Now we can add our dataset to our LangSmith project using the following code which we saw last Thursday!

In [55]:
from langsmith import Client

client = Client()

dataset_name = f"Retrieval Augmented Generation - Evaluation Dataset - {uuid4().hex[0:8]}"

dataset = client.create_dataset(
    dataset_name=dataset_name,
    description="Questions about the QLoRA Paper to Evaluate RAG over the same paper."
)

client.create_examples(
    inputs=[{"question" : q} for q in questions],
    outputs=answers,
    dataset_id=dataset.id,
)

#### ❓ Question #3:

How are the correct answers associated with the questions?

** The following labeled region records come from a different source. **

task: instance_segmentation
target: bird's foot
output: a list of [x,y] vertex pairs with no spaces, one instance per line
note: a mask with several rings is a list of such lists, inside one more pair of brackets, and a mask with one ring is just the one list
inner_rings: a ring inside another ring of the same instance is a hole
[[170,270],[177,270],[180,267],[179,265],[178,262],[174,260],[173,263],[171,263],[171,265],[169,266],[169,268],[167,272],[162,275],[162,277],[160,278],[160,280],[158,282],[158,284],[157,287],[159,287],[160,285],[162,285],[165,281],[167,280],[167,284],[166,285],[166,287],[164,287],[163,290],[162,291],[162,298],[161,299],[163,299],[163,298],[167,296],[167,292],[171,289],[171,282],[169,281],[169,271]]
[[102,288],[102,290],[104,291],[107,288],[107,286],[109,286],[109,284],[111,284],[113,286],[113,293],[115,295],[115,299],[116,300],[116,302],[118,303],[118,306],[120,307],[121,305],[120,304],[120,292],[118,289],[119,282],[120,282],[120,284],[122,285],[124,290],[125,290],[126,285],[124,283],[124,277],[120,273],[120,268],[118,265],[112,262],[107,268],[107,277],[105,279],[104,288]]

> NOTE: Feel free to indicate if this is problematic or not

#### ✅ Answer:

The correct answers are associated with the questions through a structured format where each question corresponds to a specific answer that includes key phrases that must be mentioned in the response. This is done using a dictionary format for the answers, where each answer specifies a list of keywords that are expected to be present in the response.

Explanation of the Association:
1. Questions List: Each question is a string that poses a specific inquiry related to the QLoRA paper or its concepts.
2. Answers List: Each answer is represented as a dictionary with a key must_mention, which contains a list of keywords or phrases that should be included in the response to be considered correct.
3. Matching Mechanism: When evaluating the responses generated by the agent, the evaluation process checks if the response contains all the keywords specified in the corresponding answer's must_mention list. If the response includes all required keywords, it is deemed correct.

Potential Issues:
Ambiguity: If the keywords are too broad or common, it may lead to false positives where a response is marked correct even if it doesn't fully address the question.

Lack of Context: The evaluation only checks for the presence of keywords without considering the context in which they are used, which might not accurately reflect the quality or relevance of the answer.

Flexibility: This method may not account for variations in phrasing or synonyms, which could lead to valid answers being marked incorrect if they do not match the exact keywords.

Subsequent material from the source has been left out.